Parece que en varios aspectos hemos vuelto a los 90 y, en un hecho que ocurrió en la marcha de los Cuatro Suyos del 19 de enero, a fines de julio de 2000. Nos referimos al incendio de un viejo edificio cerca a la plaza San Martín.
¿Qué pasó el 28 de julio de 2000? Ese día se realizó la primera marcha de los Cuatro Suyos contra la reelección de Alberto Fujimori. ¿Qué pasó en aquella marcha? Según La República, se aportaron evidencias de la participación de «agentes del Estado, en especial del SIN» en el incendio del banco de la Nación.
Esa abominable acción que le costó la vida de 6 trabajadores del mencionado banco, ubicado en la avenida La Colmena, formó parte de un «plan secreto del Servicio de Inteligencia Nacional (SIN) para generar caos, violencia y muerte durante…la marcha de los Cuatro Suyos».
El plan tenía como «propósito de atribuir los desmanes a los dirigentes de la movilización antigubernamental y descabezar la oposición». Algo parecido ha ocurrido casi 22 años después.
Veamos.

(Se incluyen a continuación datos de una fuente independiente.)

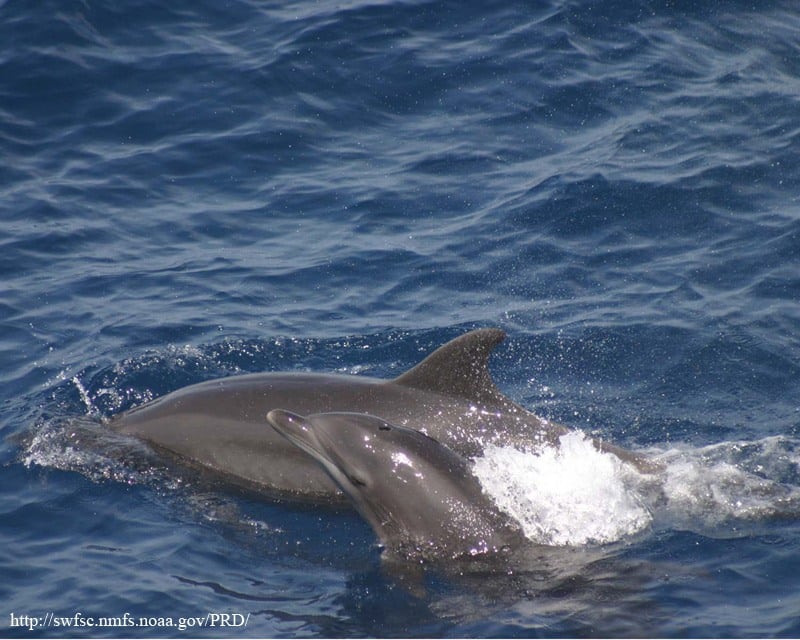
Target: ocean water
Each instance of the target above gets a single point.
(192, 190)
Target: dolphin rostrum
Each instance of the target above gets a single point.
(420, 498)
(218, 425)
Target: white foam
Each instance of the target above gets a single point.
(570, 495)
(575, 495)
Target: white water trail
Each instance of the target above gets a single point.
(576, 495)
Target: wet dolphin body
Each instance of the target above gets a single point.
(219, 424)
(420, 497)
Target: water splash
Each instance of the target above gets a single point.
(569, 495)
(575, 495)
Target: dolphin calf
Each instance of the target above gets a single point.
(218, 425)
(420, 498)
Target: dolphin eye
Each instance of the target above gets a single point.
(356, 480)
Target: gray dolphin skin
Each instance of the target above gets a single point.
(420, 498)
(218, 425)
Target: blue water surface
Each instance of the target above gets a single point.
(192, 190)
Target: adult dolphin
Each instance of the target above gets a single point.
(420, 497)
(450, 395)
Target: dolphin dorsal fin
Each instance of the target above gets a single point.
(459, 367)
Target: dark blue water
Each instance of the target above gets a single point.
(196, 189)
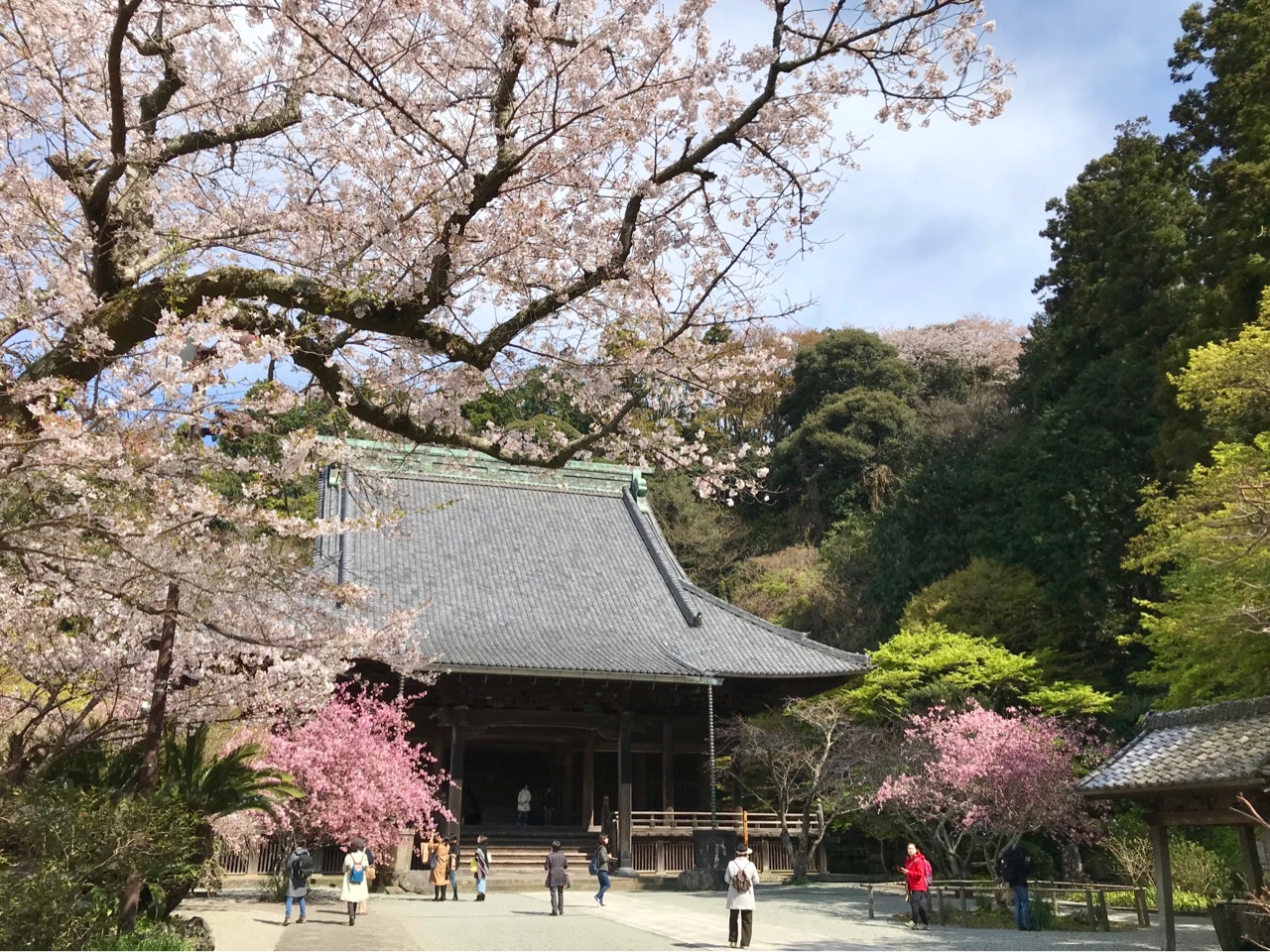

En la noche del 19 de enero, cuando la marcha de los Cuatro Suyos por la renuncia de Dina Boluarte, el adelanto de elecciones y una nueva Constitución solo había habido escaramuzas entre los manifestantes y la polícia, de pronto cerca de la plaza San Martín empezó el incendio de un viejo edificio, ubicado en la cuadra 11 de Carabaya.
Según contó el dueño del edificio, el fuego empezó luego de que efectivos policiales lanzaran bombas lacrimógenos al techo y al cuarto piso del mencionado edificio. Lo mismo dijeron testigos que vieron como los policías habían lanzado las bombas. Con lágrimas en los ojos decían «por qué la policía actúa de esa manera tan malvada» (El Búho).
Todo indica que el incendio del viejo edificio, como el incendio de la sede principal del banco de la Nación el 2000, fue parte de un plan cuyo propósito es atribuir a los manifestantes el incendio y desprestigiar la marcha de los Cuatro Suyos y justificar el descabezamiento de las organizaciones que impulsaron la movilización antigubernamental.
En otros términos, estaríamos ante el uso de una práctica asociada al fujimontesinismo para desprestigiar la marcha y estigmatizar como «violentistas» a los manifestantes aimaras quechuas y chankas del sur andino, los indígenas amazónicos y mestizos de las ciudades.
No es el primer hecho que se le atribuye a los manifestantes de la multitudinaria marcha de los Cuatro Suyos. Hay varios vídeos que demuestran que ternas (policías vestidos de civiles) infiltraron las marchas y han provocado hechos de violencia, caos y muerte. Es evidente que se viene reproduciendo el modus operandi de Montesinos.